I wanted something healthy, fresh, crunchy, filling but not too heavy, and jam packed of flavor, thus, Creamy Curry Lime Stir Fry with Spaghetti Squash was created. I may want to work on the name, but it works for now!
Not my photo. Showing how the spagetti squash looks after it is cooked and dug out. |
Not my photo. This is the curry paste I used. |
My photo! The natural lighting and "aloneness" of the garlic caught my attention. |
I had bought a spaghetti squash a little while ago, but like most people, hate the process of cutting up squash. I love, love, love squash, but often miss out because of the hacking, straining and near cuts experienced when preparing squash. I had some time, and really wanted squash so, I got out "the big kahuna" of knives and strategically chopped the squash so that eventually it would just split in half perfectly. Sounds like a long shot, but it actually worked. I conquered the squash!
I then put both halves in a large baking dish, flesh-side down, and added an inch of water to the dish. I baked it for 40 minutes at 375 degrees. Once baked, I took each half and began to pull the insides out with a fork (this separates the strings of "spaghetti" nicely) and put into a glass storage container. There should be lots left over, I only used a cup portion with this recipe.
Now for the recipe:
Creamy Curry Lime Stir-Fry with Spaghetti Squash
1 spaghetti squash (prepared as described above)
1 small onion
2 Tbsp garlic, minced
2 cups of mixed fresh veggies (I used broccoli florets, snow peas, shredded carrot and red cabbage)
1 cup of fresh spinach
1 Tbsp olive oil
1 tsp red curry paste
1/2 tsp cumin
1/2 tsp garlic powder
1 Tbsp fresh lime juice
1/4 avocado (or as much as you like, the more avocado, the creamier the dish will be)
1/2 cup warm water
1.Warm pan over medium heat. Add onion and garlic, heat for about 2 minutes, stirring. Add broccoli, snow peas, carrot, cabbage and water.
2.Cook until most of the water is absorbed. (About 5 minutes)
3.Add olive oil, curry paste, lime juice, cumin and garlic powder, mix through vegetables.
4.Let cook for another 5 minutes, stirring occasionally.
5.Meanwhile, mash-up the avocado into a paste.
6.Remove pan from heat, stir in the avocado paste.
7. Either, mix in as much spaghetti squash as you would like, or, use it as a base like you would rice or noodles.
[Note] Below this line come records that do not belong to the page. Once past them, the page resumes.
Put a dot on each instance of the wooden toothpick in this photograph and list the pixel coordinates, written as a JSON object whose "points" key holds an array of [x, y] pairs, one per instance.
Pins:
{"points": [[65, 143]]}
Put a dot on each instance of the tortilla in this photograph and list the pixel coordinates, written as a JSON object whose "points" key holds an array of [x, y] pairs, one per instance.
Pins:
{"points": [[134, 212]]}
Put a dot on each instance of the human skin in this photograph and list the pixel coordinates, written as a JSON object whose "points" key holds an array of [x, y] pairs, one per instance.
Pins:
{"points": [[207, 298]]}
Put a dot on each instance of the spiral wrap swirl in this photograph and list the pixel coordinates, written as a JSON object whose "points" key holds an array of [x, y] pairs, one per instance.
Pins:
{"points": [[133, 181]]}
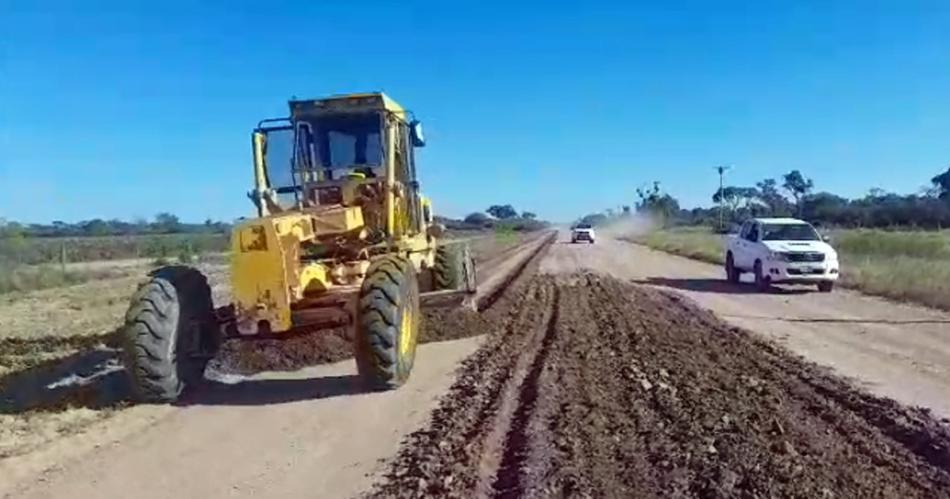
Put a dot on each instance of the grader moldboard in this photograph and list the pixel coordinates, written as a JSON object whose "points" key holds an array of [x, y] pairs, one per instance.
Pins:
{"points": [[342, 237]]}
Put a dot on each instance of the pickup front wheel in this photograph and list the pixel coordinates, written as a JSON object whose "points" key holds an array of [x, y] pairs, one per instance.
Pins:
{"points": [[732, 273], [762, 281]]}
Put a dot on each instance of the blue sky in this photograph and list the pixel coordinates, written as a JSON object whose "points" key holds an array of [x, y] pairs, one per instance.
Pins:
{"points": [[127, 109]]}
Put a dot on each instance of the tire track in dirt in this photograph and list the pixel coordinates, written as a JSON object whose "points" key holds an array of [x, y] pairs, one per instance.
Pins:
{"points": [[593, 387]]}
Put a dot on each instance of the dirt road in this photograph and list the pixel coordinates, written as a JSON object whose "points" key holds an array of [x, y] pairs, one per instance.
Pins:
{"points": [[593, 379], [898, 351], [595, 387], [305, 433]]}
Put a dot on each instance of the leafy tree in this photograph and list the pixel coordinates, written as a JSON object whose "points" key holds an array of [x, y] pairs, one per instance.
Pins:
{"points": [[657, 203], [477, 218], [942, 185], [502, 212], [798, 186], [167, 223], [770, 196], [97, 227]]}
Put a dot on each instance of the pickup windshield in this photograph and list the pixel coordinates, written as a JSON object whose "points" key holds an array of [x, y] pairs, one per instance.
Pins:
{"points": [[789, 232]]}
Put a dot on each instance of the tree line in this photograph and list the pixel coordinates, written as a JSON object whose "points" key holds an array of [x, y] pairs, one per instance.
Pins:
{"points": [[794, 195], [162, 223]]}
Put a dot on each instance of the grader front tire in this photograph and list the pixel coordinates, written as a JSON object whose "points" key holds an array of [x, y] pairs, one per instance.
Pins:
{"points": [[454, 268], [169, 334], [387, 324]]}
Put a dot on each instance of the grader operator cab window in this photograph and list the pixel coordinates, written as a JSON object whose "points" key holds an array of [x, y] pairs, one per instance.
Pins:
{"points": [[336, 145]]}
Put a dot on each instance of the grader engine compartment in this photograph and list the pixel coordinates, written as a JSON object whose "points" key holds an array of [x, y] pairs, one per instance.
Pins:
{"points": [[342, 237]]}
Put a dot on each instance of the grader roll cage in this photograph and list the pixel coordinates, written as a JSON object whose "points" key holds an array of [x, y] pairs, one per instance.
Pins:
{"points": [[342, 237]]}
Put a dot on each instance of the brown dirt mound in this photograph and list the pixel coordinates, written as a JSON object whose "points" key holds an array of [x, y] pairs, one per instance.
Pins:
{"points": [[593, 387]]}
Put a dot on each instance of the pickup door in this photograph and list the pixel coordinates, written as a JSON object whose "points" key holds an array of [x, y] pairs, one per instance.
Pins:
{"points": [[746, 246]]}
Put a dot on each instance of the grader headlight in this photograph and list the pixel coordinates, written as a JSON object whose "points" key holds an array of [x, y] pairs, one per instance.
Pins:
{"points": [[253, 238]]}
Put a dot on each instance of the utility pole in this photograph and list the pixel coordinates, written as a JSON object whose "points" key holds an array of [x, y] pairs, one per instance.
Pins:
{"points": [[722, 169]]}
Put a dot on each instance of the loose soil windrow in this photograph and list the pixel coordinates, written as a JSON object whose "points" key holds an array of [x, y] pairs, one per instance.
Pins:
{"points": [[589, 386]]}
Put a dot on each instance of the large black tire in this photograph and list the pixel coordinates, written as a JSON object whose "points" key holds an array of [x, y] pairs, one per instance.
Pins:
{"points": [[387, 323], [732, 273], [169, 334], [454, 268]]}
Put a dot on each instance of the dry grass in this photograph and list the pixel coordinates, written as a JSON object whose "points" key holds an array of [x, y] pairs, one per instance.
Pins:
{"points": [[903, 265], [21, 433]]}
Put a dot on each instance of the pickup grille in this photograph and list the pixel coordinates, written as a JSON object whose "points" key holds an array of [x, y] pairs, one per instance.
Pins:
{"points": [[811, 256]]}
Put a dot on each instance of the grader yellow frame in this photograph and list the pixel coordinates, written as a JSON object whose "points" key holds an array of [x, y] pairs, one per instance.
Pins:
{"points": [[342, 237]]}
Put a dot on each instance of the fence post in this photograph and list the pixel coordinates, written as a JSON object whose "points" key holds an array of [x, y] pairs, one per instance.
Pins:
{"points": [[62, 256]]}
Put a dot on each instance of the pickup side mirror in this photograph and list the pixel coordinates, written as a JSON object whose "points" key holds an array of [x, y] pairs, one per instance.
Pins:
{"points": [[415, 130], [436, 231]]}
8. Season with salt and pepper if you would like and enjoy with chop sticks to make a more interesting dinner experience! Or with a fork if you don't have the patience haha
This dish is so satisfying, and so full of nutrients! A very healthy dish in a bowl!
It filled me up, satisfied me, and I felt like I could have gone for a run right after I finished it! A hard combination to find!
For the non-vegan/vegetarian, simply add you choice of chicken breast, shrimp or scallops to the recipe!